The gardens of Woolf’s sometime lover Vita Sackville-West at Sissinghurst Castle are of course some of the most celebrated in England. Unlike Bell, Woolf and Morrell, Sackville-West was a skilled garden designer in her own right, as well as a novelist and poet. Her combined talents and sensibilities resulted in a truly unique aesthetic. Her “compositions” were a series of themed gardens – the Rose Garden, Cottage Garden, Herb Garden, Spring Garden and, perhaps most famously of all, the White Garden – each envisaged as a botanical “room” providing a stunningly beautiful escape from the world.
Like Woolf, the garden also fed Sackville-West’s literary imagination. “With Vita, her writing and her garden were very symbiotic,” says Tobin.
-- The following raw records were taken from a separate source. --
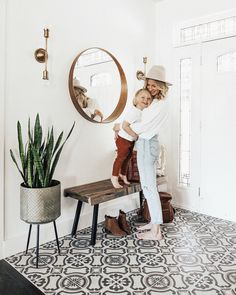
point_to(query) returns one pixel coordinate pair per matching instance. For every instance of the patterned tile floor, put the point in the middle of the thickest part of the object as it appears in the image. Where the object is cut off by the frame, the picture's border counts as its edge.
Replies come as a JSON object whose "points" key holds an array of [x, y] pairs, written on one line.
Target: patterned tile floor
{"points": [[197, 256]]}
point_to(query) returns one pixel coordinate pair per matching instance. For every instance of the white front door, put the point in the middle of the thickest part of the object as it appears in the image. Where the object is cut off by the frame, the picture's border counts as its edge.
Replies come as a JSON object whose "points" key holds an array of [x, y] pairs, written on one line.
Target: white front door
{"points": [[212, 88], [185, 105], [218, 138]]}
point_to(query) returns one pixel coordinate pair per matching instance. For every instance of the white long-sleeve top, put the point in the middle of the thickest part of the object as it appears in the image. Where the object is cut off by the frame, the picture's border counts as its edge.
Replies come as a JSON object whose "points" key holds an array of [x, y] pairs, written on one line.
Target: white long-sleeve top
{"points": [[152, 119]]}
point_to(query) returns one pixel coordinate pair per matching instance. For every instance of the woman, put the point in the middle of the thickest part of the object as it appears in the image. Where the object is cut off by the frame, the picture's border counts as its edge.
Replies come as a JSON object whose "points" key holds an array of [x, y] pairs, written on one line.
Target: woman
{"points": [[148, 149]]}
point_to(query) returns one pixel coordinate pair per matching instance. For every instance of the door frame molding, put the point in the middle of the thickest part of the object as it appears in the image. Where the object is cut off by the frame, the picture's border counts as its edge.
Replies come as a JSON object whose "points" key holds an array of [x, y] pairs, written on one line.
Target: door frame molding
{"points": [[2, 122]]}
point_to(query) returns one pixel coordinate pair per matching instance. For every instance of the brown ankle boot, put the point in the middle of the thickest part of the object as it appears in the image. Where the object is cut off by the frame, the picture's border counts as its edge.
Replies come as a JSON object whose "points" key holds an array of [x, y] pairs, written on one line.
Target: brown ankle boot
{"points": [[111, 226], [123, 223]]}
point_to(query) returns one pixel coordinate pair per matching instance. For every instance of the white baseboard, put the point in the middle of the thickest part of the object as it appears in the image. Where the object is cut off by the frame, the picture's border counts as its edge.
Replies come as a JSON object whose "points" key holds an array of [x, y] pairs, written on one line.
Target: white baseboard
{"points": [[18, 243]]}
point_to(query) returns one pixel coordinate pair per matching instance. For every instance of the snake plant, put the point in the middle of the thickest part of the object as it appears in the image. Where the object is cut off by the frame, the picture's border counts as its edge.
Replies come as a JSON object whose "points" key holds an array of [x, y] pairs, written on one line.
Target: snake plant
{"points": [[38, 157]]}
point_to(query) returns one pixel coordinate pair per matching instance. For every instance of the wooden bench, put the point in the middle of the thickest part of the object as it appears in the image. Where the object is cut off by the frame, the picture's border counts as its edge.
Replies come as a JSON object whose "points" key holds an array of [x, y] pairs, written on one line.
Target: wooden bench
{"points": [[96, 193]]}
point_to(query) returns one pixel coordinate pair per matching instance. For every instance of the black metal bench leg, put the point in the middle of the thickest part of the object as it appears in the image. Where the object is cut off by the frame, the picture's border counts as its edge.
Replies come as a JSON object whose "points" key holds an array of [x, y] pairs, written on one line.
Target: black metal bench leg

She was a very practical gardener and the garden itself is “very much present throughout her poetry and novels, and it’s often a character in its own right”.
This is particularly evident in her poems Sissinghurst and The Garden. Tobin believes that the latter, published just after World War Two, was “her poem of survival, but lived through the garden. It’s her own garden but it’s also a broader universal meaning of the garden.”
Although Garsington Manor is now privately owned, the houses and gardens at Sissinghurst, Charleston and Monk’s House are all open to the public, allowing us to wander in the footsteps of the Bloomsbury Group women, appreciate their enchanting visions and perhaps gain a little inspiration ourselves.
Lives from a totally different era, even though it was not too long ago.